La Nave de Euterpe armó el belén

Coro Monasterio

La Nave de Euterpe celebró las primeras navidades de su sede en Pie de Concha armando el belén. Y no un belén cualquiera, no, sino uno creado por el artista de referencia de la asociación, que no es otro que Toño de Celis, maestro en el arte de transformar en arte cualquier elemento que cae en sus manos. En esta ocasión, nos regaló un belén barroco al que no le faltó ni un solo detalle y que se irá ampliando cada año con la incorporación de nuevas piezas.

Colocado en la entrada de la nave, se pudo visitar durante los fines de semana de las fiestas y, además, era visible en cualquier momento a través de la cristalera. Lo mejor es que no fue el único que adornó el pueblo, porque formó parte de una ruta de belenes que incluía el de las Antiguas Escuelas y el de maniquíes que se instaló en la ermita de Consolación.

Las gentes de La Nave de Euterpe estábamos tan ilusionadas con estas primeras navidades con sede propia que, para inaugurar estos belenes, hicimos un concierto de villancicos y hasta hubo una chocolatada.

El concierto corrió, en esta ocasión, a cargo del Coro Monasterio, integrado por alumnos y exalumnos del Conservatorio Jesús de Monasterio, que interpretaron un repertorio que incluía temas de distintas partes del mundo y diferentes épocas. Así se pudo escuchar el himno procesional en lengua quechua de estilo barroco Hanac, pachap cussicuinin, que es la primera obra polifónica del Nuevo Mundo, compuesta en 1631. Se trata de uno de los himnos más antiguos a la Virgen María, en el que se pregunta a la Madre de Dios por el lugar que su Hijo reserva a los mortales en el Hanaq Pachap, el reino de los Cielos para los incas.

El repertorio incluyó otros villancicos como el popular Noche de Paz, Campana sobre campana, Voltead campanas, de Samperio, Xicochi xicochi (anónimo náhuatl), Verbum caro (anónimo barroco español) o Así andando, un canto anónimo de Guatemala, entre otras canciones.
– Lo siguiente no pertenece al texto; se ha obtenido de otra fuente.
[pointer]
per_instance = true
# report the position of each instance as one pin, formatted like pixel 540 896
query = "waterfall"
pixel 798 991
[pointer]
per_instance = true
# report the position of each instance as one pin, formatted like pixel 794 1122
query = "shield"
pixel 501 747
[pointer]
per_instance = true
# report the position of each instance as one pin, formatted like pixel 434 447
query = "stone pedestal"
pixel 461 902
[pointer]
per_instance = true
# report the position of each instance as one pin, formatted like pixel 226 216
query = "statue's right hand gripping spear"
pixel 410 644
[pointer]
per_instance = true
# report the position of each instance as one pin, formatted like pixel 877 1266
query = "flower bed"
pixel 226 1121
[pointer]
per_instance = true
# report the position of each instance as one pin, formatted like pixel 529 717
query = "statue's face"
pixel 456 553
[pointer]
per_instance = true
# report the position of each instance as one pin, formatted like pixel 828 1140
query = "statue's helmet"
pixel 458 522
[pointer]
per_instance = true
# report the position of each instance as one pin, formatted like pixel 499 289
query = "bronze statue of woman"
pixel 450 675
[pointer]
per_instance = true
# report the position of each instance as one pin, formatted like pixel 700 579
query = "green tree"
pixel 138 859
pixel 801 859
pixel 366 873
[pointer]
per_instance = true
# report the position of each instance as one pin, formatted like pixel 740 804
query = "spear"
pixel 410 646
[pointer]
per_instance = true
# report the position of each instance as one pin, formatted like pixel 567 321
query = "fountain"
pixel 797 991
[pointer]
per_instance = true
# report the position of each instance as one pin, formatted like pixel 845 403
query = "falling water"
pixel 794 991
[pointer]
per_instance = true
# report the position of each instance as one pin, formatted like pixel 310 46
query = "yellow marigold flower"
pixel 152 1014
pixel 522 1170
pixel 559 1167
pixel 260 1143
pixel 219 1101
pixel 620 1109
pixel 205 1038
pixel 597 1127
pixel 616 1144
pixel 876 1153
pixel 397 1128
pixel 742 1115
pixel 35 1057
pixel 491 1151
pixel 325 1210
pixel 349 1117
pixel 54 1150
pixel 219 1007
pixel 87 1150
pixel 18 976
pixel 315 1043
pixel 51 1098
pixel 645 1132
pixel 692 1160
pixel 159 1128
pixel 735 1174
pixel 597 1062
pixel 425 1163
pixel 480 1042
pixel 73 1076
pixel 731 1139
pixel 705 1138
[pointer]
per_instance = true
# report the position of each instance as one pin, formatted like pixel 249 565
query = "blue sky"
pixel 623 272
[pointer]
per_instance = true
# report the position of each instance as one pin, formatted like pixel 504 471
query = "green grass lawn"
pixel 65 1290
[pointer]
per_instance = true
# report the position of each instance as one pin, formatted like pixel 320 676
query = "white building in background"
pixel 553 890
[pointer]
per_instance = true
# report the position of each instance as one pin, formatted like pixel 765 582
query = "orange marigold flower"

Además del belén y del concierto, Toño de Celis nos regaló un maravilloso cuento de Navidad que nos emocionó de verdad:


En acercándose estas fechas tan señaladas ocurren cosas curiosas, incluso buenas. No es menos cierto que andamos un poco pillados en lo cotidiano con la subida de los precios, alguna enfermedad que se nos cruza sin avisar, la puñetera gripe, por ejemplo, o el gasto de la calefacción, aunque se encienda un ratuco después de comer. Por no hablar de los políticos de uno y otro pelo que nos vuelven tarumbos, poniéndose verdes y buscando que miremos mal al vecino que no piensa como nosotros.

Con todo, el valle sigue lo mejor que puede. El invierno nos mete en casa, pero el Torina, el Besaya y el Bisueña bajan cantando de las alturas y se les oye jugar con el agua entre las piedras. Lo normal.

El caso es que ha aparecido una parejuca deambulando por el pueblo, buscando un rincón donde meterse. Ella está embarazada y él se desespera porque no encuentra nada. La fonda está llena por trabajadores de los túneles de la autovía, no hay casas en condiciones de alquiler y las arregladas se dedican al alquiler turístico y son demasiado caras.

Las mujeres del pueblo están preocupadas; la muchacha saldrá pronto de cuentas, hablan raro y parece que vienen de Gaza. Por eso han puesto manos en la masa para buscar una solución.

En una zona muy bonita quedan unos restos, apenas un portal, de un palacete que perteneció a la hija de unos marqueses que se mató en la Media Hoz unos años después de la guerra. Han puesto hasta una alfombra de comedor y unos espejos dorados que trajo una vecina, que los compró en Ribalaigua cuando se casó, una cuna lacada y unos cuantos juguetes para el mozuco.

Y en estas andamos.

Para celebrar que ya están alojados y bastante más tranquilos hemos organizado una fiesta, el domingo, 14 de diciembre, a la una del mediodía, con villancicos y todo.

La criatura nacerá pronto.
No sabemos si será niño o niña.
Dicen que los Reyes, Felipe y Leticia, van a venir, pero no está confirmado.